“Simultaneous Contrast” at Durden and Ray

July 1, 2017

July 29, 2017

1923 South Santa Fe Avenue, Los Angeles, CA 90021

Event Description

Durden and Ray presents Simultaneous Contrast in July. The exhibition, an exchange show with Chicago’s LVL3 gallery, features three Los Angeles artists and two Chicago artists in a show of abstract paintings that symbolize the current violent swings of thought across the country regarding America’s simultaneous utopia and dystopia.

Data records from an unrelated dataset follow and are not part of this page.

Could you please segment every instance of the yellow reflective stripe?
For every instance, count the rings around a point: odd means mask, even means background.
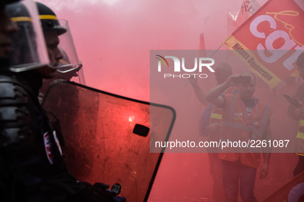
[[[39,18],[40,19],[58,19],[57,17],[52,15],[40,15]]]
[[[304,133],[300,133],[299,132],[296,137],[297,137],[300,139],[304,139]]]
[[[210,117],[222,120],[222,116],[223,115],[222,114],[213,114],[213,113],[211,113]]]
[[[21,22],[21,21],[32,22],[32,19],[29,17],[12,17],[11,19],[13,22]]]
[[[68,64],[69,64],[69,63],[68,63],[67,62],[66,62],[66,61],[65,61],[65,60],[63,60],[63,59],[59,59],[59,62],[60,62],[60,63],[63,63],[63,64],[65,64],[65,65],[68,65]]]

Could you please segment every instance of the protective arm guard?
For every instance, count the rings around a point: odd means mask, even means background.
[[[34,145],[25,84],[0,75],[0,147],[19,150]]]

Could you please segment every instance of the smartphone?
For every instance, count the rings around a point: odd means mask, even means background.
[[[250,84],[251,79],[249,76],[241,76],[234,78],[234,82],[236,84]]]

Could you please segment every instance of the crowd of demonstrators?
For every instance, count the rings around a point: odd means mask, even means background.
[[[304,69],[304,68],[301,69],[304,66],[304,54],[301,54],[299,56],[297,60],[297,66],[300,71],[300,76],[304,77],[304,76],[302,76],[304,73],[301,74],[301,70]],[[297,144],[298,147],[304,147],[304,145],[301,142],[302,139],[299,138],[302,137],[301,136],[301,130],[302,130],[302,128],[300,126],[300,131],[298,131],[299,127],[297,126],[299,121],[302,120],[300,119],[302,115],[301,113],[302,113],[301,112],[304,111],[304,108],[301,109],[299,105],[296,106],[290,104],[282,96],[283,94],[291,96],[294,95],[293,96],[298,98],[299,100],[303,102],[304,85],[300,85],[299,82],[296,82],[298,78],[289,76],[278,87],[271,89],[261,79],[256,77],[253,73],[249,72],[244,72],[241,75],[233,76],[228,79],[229,81],[227,80],[231,75],[233,69],[231,67],[227,69],[225,66],[222,66],[222,64],[219,65],[215,69],[214,73],[219,86],[206,93],[207,95],[204,92],[204,89],[201,89],[198,84],[197,78],[193,78],[190,80],[196,97],[203,105],[207,106],[200,120],[200,135],[207,136],[208,141],[218,142],[220,139],[222,140],[234,138],[235,140],[247,139],[248,138],[249,139],[267,140],[289,139],[291,144],[293,144],[295,140],[296,144]],[[219,80],[219,75],[223,76],[222,82]],[[234,77],[245,75],[251,77],[252,83],[234,83]],[[214,89],[215,91],[217,90],[215,95],[213,95]],[[233,90],[231,92],[227,92],[227,89]],[[254,93],[255,97],[258,97],[258,99],[253,97]],[[234,94],[237,95],[231,95]],[[238,109],[239,111],[247,112],[247,114],[243,113],[246,115],[244,116],[243,115],[243,117],[241,117],[242,122],[239,120],[239,123],[238,123],[243,125],[244,128],[248,128],[247,132],[251,132],[247,135],[236,135],[242,134],[244,132],[238,131],[236,128],[234,129],[233,127],[231,127],[231,125],[229,126],[229,123],[229,123],[229,120],[227,119],[229,114],[227,110],[228,108],[232,107],[231,102],[231,100],[235,99],[235,96],[237,97],[236,102],[239,106],[238,107],[237,105],[235,106],[234,111],[236,109]],[[227,98],[228,100],[228,104]],[[217,103],[219,102],[217,99],[220,100],[219,103]],[[243,106],[243,109],[240,107],[242,105]],[[214,108],[214,106],[216,108]],[[262,110],[262,109],[267,108],[269,109],[269,111],[267,112],[268,115],[265,116],[263,114],[264,111]],[[222,111],[213,112],[213,110],[214,109]],[[271,122],[270,118],[272,114]],[[292,119],[288,117],[287,114]],[[252,116],[251,117],[251,115]],[[267,120],[266,124],[263,126],[262,130],[263,133],[260,134],[260,136],[253,133],[256,127],[260,128],[260,126],[255,126],[254,124],[252,124],[256,122],[261,122],[258,121],[256,117],[259,117],[258,118],[265,117]],[[282,117],[285,118],[282,119]],[[217,118],[218,119],[216,119]],[[234,120],[230,123],[233,126],[235,123],[237,122],[236,119],[237,118],[233,119]],[[246,125],[247,126],[246,126]],[[220,183],[224,185],[227,201],[237,200],[239,189],[241,197],[244,201],[256,201],[254,189],[256,173],[258,167],[261,168],[259,173],[260,178],[264,178],[266,176],[269,176],[267,179],[262,181],[263,183],[261,183],[276,184],[278,188],[292,178],[294,169],[293,176],[295,176],[303,171],[304,160],[302,152],[300,152],[301,151],[297,153],[295,152],[298,154],[299,158],[296,165],[295,159],[297,155],[294,153],[274,154],[272,157],[272,161],[271,161],[270,159],[271,149],[263,148],[262,151],[264,157],[263,163],[259,166],[260,164],[259,163],[261,158],[258,151],[253,152],[250,154],[251,152],[248,153],[248,151],[238,151],[237,152],[234,152],[234,151],[225,150],[219,152],[217,148],[208,148],[210,173],[213,181],[212,197],[214,201],[224,200],[222,194],[221,185],[219,185]],[[255,152],[256,153],[256,154]],[[234,154],[231,154],[232,153]],[[240,154],[236,154],[236,153]],[[286,162],[290,163],[286,164]],[[261,184],[261,183],[259,184]]]
[[[218,85],[225,82],[232,75],[232,68],[227,63],[222,63],[214,69],[215,79]],[[198,84],[198,78],[193,78],[190,80],[199,100],[204,105],[207,105],[200,119],[200,134],[207,137],[208,141],[220,140],[222,127],[221,115],[223,110],[217,107],[205,99],[205,94]],[[237,93],[236,87],[229,87],[225,89],[222,94]],[[223,201],[225,200],[225,193],[223,187],[222,164],[219,158],[217,148],[207,148],[209,171],[213,180],[212,197],[214,201]]]
[[[237,82],[237,78],[241,76],[249,77],[250,82]],[[223,109],[221,139],[236,142],[272,139],[269,124],[271,110],[266,104],[253,96],[255,86],[255,75],[244,72],[231,76],[206,95],[208,101]],[[239,93],[221,95],[231,86],[237,86]],[[261,158],[259,151],[254,150],[246,147],[227,147],[219,151],[226,201],[237,201],[239,188],[243,201],[257,201],[254,189]],[[259,173],[260,179],[268,174],[271,152],[270,148],[263,148],[263,163]]]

Curated by Durden and Ray member Curtis Stage and Chicago’s Adam Scott (in collaboration with Vincent Uribe of LVL3) the show features artists Roberta Gentry (L.A.), Nano Rubio (L.A.), Zoe Nelson (Chicago), Adam Scott (Chicago) and Chris Trueman (L.A.).

“Each of the artists in this exhibition create work of extreme beauty that is then marred by a moment of true artistry, a moment that creates a simultaneous contrast between beauty and its opposite,” said curator Curtis Stage. “Although they each play with simultaneous contrast in its more traditional sense, it was this commitment to saying something even deeper through abstraction that drew me and Adam Scott to choose them for the show.”

“In the case where the eye sees at the same time two contiguous colors, they will appear as dissimilar as possible, both in their optical composition [hue] and in the height of their tone [mixture with white or black].”

The Principles of Harmony and Contrast of Colors by Michel-Eugène Chevreul

Curator’s Statement:

So far, the 21st century seems to be marked by abrupt and simultaneous movement towards lofty ideas of utopia and its opposite shadow space, dystopia. The individual art works in this exhibition use modern abstract languages to explore simultaneously contrasting visual ideas.

The term “simultaneous contrast” was coined by Michel-Eugène Chevreul, a French chemist. The Impressionists adapted his pioneering work for the textile industry specifically to act as a conceptual armature for their perceptual painting practices.

For this exhibition we push Chevreul’s ideas a step further by imagining the cultural notions of utopia and dystopia as states of mind that exist together. We cannot know one without the other.

Painting has always attempted to record the velocity of culture’s movement from notions of utopia to our obsession with narratives of dystopia. The paintings in this exhibition use abstract tactics to tease out simultaneous vibrations of mind, gestures and cultural trajectories.

Opening reception: 4-7 p.m. Saturday, July 1, 2017

Open late to coincide with opening reception at CB1: 4-7 p.m. Saturday July 22.